# Exploratory Analysis
### Notebook created by [Bright Cape](https://brightcape.nl/)
*Author: Maurits Akkerman*

This notebook is designed to provide you with an example of an exploratory analysis. It provides some of the steps you have seen in the notebook on [Data Cleaning & Visualization](https://colab.research.google.com/github/MauritsAkkerman/AppliedDataScience/blob/main/Data%20Cleaning%20%26%20Visualization.ipynb), but then on your own unique dataset! This exploratory analysis can be combined with the knowledge gained from the Applied Data Science Bootcamp to provide meaningfull insights into your data.

# Contents <a name="Contents"></a>

* [Installing Key Package](#Installing-Key-Package)

* [Upload your File](#Upload-your-File)

* [Running the Exploratory Analysis](#Running-the-Exploratory-Analysis)


# Installing Key Package<a name="Installing-Key-Package"></a>
Before you can upload your data, we need to install a package on Google Colab. Run the following lines of code:

In [None]:
# Instals the Pandas Profiling module necessary for the exploratory analysis
! pip install https://github.com/pandas-profiling/pandas-profiling/archive/master.zip

After you have succesfully installed this package, we need to restart the console. Proceed to execute the following steps:
1. On the top of your screen click the Runtime tab
2. Click on Restart Runtime (CTRL + M .)
3. A message box will appear to ask if your sure, press "YES"
Now you're set to proceed with the exploratory analysis

# Upload your File<a name="Upload-your-File"></a>
[[ go back to the top ]](#Contents)

Run the following code.
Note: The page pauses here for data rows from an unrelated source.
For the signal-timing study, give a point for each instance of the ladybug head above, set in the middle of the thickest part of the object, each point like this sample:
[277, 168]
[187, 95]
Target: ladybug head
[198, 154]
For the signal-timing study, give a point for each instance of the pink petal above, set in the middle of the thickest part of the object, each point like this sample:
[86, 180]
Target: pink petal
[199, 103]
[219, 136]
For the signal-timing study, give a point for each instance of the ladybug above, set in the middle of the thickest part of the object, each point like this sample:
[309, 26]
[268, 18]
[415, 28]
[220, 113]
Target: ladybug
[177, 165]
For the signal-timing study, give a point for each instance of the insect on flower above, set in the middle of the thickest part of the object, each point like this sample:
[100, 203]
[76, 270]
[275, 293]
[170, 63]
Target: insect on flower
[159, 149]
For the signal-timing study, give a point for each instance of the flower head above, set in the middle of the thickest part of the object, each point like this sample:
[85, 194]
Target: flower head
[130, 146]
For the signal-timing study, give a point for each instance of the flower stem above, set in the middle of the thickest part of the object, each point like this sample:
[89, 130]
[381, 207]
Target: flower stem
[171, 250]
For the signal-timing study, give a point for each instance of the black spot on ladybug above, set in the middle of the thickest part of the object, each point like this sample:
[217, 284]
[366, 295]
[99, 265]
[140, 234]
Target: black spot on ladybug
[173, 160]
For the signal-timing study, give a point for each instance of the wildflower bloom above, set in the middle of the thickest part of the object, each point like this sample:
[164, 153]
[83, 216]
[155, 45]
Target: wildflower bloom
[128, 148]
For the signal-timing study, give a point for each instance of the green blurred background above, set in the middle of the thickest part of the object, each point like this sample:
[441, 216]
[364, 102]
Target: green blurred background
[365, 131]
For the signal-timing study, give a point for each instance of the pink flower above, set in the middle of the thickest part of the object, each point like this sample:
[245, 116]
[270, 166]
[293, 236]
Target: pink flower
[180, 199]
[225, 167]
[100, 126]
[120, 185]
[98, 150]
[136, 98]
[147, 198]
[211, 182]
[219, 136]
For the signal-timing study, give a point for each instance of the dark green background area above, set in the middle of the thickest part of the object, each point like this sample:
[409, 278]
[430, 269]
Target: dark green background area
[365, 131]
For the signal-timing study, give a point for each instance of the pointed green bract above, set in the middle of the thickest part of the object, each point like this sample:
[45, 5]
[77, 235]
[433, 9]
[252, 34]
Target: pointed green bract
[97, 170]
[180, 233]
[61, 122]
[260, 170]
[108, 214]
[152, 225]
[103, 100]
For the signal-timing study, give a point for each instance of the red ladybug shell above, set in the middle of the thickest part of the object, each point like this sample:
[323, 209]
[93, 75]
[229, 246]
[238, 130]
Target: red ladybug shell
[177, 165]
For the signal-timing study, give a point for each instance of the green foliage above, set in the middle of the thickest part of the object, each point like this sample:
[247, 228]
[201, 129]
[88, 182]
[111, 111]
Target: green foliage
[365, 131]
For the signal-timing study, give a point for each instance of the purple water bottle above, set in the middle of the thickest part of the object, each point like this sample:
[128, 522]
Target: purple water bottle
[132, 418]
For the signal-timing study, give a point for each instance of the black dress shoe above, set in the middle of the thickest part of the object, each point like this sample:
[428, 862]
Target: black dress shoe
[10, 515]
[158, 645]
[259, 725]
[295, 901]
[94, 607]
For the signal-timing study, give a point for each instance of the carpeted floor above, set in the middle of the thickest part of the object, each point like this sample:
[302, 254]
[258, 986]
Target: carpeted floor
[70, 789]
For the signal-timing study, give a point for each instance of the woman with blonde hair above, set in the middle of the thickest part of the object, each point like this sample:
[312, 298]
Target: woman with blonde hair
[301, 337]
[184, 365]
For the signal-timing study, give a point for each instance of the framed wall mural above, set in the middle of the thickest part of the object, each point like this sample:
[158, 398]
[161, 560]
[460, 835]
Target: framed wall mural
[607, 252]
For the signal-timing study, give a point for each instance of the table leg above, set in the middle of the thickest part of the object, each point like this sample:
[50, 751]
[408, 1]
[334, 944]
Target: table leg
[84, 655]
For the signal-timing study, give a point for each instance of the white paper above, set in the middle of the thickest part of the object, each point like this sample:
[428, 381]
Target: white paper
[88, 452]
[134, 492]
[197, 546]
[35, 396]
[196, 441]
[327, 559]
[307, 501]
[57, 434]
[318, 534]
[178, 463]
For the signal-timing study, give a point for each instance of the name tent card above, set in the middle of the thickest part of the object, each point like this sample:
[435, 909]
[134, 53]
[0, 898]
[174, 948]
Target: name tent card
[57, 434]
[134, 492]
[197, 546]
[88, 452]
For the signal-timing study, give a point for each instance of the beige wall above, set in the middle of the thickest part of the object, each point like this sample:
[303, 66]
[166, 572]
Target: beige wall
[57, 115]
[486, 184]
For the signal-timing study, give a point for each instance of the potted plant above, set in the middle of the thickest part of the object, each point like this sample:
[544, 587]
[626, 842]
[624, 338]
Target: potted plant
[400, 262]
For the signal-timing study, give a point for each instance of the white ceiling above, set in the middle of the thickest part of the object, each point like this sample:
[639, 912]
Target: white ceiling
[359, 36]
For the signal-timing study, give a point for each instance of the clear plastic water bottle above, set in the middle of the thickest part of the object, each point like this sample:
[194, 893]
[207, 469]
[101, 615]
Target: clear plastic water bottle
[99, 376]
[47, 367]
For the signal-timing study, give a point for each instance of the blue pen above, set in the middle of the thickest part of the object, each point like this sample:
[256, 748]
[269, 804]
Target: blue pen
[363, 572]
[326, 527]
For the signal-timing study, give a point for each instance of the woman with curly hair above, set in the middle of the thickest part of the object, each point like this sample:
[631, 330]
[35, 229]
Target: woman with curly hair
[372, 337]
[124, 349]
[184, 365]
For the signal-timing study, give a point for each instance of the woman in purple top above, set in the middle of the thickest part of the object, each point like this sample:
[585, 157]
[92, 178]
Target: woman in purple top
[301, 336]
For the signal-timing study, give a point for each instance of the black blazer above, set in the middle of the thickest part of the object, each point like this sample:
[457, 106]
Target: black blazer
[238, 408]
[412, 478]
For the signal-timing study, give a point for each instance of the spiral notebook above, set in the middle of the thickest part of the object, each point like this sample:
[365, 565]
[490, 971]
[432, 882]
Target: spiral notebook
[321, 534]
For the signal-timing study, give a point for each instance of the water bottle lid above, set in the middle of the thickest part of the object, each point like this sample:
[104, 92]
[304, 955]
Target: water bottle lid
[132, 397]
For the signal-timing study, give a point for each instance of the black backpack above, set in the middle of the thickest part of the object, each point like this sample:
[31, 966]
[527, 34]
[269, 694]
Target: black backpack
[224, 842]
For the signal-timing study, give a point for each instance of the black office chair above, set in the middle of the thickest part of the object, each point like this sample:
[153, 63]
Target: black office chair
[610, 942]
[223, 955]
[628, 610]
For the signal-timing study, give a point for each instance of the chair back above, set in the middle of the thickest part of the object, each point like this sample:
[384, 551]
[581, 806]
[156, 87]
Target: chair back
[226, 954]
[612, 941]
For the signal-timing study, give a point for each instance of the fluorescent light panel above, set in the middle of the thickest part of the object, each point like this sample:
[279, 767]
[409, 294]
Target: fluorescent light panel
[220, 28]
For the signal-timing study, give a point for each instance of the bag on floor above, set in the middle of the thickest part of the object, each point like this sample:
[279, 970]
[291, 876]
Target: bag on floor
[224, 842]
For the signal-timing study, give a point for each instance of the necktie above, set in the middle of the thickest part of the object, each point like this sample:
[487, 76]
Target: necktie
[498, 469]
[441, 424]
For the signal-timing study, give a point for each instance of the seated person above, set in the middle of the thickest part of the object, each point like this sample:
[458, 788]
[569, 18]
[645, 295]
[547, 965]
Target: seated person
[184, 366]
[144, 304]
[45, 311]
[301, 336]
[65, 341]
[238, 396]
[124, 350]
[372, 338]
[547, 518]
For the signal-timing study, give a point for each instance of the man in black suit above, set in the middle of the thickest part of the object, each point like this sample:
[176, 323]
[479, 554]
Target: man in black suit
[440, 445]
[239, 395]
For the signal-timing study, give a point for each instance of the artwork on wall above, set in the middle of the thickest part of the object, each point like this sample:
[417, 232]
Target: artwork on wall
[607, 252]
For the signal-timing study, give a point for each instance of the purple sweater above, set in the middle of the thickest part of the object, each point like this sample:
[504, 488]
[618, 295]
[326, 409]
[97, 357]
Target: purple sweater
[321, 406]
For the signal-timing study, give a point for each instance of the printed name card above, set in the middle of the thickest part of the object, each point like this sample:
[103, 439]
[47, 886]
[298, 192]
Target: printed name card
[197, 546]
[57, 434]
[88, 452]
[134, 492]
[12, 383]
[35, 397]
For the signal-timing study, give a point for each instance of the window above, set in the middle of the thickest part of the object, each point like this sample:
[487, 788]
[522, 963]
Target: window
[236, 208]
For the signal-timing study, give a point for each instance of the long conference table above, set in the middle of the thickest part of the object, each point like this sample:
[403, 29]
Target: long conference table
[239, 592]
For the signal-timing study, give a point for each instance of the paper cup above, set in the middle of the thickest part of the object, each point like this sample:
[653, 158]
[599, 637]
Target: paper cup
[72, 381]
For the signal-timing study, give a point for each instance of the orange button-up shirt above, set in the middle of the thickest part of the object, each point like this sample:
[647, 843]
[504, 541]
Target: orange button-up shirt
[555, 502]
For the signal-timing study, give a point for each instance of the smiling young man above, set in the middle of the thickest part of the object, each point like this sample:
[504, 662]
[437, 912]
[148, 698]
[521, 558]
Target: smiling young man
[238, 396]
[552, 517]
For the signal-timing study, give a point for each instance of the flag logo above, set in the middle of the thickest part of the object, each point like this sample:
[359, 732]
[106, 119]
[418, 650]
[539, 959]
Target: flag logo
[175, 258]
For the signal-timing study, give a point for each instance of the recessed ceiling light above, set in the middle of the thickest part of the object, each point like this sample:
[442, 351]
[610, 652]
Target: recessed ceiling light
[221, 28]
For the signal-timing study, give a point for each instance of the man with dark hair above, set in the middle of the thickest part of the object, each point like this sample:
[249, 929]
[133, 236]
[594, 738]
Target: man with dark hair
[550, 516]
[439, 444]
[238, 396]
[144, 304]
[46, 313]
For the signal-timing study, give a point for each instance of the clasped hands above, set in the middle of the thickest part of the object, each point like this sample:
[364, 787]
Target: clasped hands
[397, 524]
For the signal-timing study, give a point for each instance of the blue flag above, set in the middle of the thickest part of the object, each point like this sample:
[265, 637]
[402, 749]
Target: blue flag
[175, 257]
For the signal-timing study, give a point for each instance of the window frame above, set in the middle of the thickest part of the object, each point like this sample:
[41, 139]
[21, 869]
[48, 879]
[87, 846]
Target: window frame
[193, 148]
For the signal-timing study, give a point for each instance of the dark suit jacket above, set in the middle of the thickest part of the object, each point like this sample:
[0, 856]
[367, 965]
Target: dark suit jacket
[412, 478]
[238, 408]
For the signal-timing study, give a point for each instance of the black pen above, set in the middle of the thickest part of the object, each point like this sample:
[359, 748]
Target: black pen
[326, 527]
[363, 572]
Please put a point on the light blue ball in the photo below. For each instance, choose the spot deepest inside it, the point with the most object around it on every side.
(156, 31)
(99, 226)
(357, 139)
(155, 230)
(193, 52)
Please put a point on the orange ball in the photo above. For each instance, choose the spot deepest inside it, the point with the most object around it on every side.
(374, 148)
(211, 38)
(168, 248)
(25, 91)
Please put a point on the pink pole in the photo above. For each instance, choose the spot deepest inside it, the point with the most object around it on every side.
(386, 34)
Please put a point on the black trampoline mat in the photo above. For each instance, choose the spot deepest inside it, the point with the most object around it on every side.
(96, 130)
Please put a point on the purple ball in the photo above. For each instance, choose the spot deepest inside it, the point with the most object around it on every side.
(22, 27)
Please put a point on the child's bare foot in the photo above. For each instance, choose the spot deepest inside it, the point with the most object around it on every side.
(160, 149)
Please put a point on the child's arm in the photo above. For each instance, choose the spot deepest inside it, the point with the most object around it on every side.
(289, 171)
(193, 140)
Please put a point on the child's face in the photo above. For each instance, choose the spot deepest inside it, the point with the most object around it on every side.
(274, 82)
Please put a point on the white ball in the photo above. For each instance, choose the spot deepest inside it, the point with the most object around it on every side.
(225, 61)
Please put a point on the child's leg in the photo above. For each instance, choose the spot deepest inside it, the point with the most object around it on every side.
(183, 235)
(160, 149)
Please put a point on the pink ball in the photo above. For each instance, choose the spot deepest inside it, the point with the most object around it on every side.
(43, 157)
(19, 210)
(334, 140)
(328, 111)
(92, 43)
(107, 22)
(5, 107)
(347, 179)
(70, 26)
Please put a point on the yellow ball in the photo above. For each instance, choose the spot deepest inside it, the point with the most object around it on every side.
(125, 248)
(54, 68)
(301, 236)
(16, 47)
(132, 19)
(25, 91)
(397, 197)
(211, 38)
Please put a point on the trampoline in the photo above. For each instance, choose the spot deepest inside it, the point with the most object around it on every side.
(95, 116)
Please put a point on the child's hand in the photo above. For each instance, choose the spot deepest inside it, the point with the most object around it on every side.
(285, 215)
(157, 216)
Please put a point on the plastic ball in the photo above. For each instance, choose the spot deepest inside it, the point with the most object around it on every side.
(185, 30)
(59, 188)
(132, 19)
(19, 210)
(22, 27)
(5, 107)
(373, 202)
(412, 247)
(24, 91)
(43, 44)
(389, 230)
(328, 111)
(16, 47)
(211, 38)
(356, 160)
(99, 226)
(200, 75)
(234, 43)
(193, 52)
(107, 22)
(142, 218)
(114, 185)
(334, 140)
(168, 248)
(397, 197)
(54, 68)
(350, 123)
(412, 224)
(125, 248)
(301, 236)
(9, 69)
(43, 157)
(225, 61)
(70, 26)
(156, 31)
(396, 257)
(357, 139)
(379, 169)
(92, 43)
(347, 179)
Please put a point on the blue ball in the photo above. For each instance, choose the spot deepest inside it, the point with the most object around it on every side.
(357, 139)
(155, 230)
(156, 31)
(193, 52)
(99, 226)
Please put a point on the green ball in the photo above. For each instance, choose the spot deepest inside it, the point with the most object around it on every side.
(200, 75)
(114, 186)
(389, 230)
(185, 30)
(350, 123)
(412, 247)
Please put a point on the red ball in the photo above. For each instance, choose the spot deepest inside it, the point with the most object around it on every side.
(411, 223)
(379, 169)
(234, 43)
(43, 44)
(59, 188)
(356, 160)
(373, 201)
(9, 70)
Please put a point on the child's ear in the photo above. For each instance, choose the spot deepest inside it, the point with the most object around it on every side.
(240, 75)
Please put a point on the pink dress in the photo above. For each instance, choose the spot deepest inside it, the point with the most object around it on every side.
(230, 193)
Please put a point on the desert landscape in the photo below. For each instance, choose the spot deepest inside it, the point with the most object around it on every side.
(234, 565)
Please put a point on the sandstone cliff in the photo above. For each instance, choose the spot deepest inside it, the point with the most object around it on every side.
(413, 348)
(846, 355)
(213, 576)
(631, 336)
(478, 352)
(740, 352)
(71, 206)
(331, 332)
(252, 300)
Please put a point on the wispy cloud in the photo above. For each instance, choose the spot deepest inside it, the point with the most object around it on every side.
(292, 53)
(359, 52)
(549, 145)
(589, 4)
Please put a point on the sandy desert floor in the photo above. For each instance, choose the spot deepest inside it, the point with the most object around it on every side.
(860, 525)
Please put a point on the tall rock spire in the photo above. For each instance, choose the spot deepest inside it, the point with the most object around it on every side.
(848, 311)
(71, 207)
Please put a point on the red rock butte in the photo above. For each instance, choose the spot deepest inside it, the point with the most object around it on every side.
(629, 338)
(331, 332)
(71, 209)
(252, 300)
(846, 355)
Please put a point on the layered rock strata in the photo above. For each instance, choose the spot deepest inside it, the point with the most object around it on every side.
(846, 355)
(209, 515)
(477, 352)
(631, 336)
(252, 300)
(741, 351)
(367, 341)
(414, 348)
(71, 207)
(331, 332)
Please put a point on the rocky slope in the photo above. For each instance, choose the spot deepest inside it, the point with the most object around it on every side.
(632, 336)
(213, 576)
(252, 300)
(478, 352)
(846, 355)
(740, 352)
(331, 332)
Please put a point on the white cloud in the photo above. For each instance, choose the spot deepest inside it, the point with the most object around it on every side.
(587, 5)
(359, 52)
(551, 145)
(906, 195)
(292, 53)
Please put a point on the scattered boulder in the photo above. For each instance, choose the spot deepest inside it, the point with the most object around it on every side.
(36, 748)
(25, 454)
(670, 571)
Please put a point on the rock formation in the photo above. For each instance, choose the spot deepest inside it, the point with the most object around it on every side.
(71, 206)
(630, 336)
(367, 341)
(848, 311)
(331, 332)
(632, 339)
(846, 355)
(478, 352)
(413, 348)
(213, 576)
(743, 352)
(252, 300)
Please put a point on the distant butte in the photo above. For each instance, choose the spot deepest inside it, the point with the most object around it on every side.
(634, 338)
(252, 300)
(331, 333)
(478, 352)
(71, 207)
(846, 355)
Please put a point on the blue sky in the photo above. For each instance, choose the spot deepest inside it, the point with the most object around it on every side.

After you have done so, you should be able to upload your own file, proceed to do so.

In [None]:
from google.colab import files
uploaded = files.upload()

To check whether our upload was succesfull, we print the top lines of the dataframe.

In [None]:
import io
import pandas as pd

for delim in [',', ';',' ',]:
  data = pd.read_csv(io.StringIO(uploaded[list(uploaded.keys())[0]].decode('utf-8')), delimiter=delim, index_col=0)
  if data.shape[1] != 0:
    break

data.head()

# Running the Exploratory Analysis<a name="Running-the-Exploratory-Analysis"></a>
[[ go back to the top ]](#Contents)

Now let's run the exploratory analysis, the code below uses a package called Pandas Profiling to extract key observations from your data, without requiring manual coding (or thus experience with coding). After running the code, you should see a progress bar and eventually you can interactively click through the results of the analysis.

In [None]:
import pandas_profiling as ppf
profile = ppf.ProfileReport(data, title= "Pandas Profile",
                                html = { 'style' : { 'full_width' : True }},
                                missing_diagrams={
                                    'bar': True,
                                    'matrix': True,
                                    'heatmap': True,
                                    'dendrogram': False},
                                correlations = {'pearson' : {
                                                    'calculate' : True,
                                                    'warn_high_correlations' : True,
                                                    'threshold' : 0.9
                                                          },
                                                'spearman': {
                                                    'calculate': False,
                                                    'warn_high_correlations': False
                                                },
                                                'phi_k' : {
                                                    'calculate' : False,
                                                    'warn_high_correlations' : False
                                                          },
                                                'cramers': {
                                                    'calculate': False,
                                                    'warn_high_correlations': False,
                                                            },
                                                'kendall': {
                                                    'calculate': False,
                                                    'warn_high_correlations': False
                                                            }})
profile.to_notebook_iframe()

Write down which conclusions you can draw or interesting findings that you discovered based on the data. During the Applied Data Science Bootcamp we can then discuss these findings!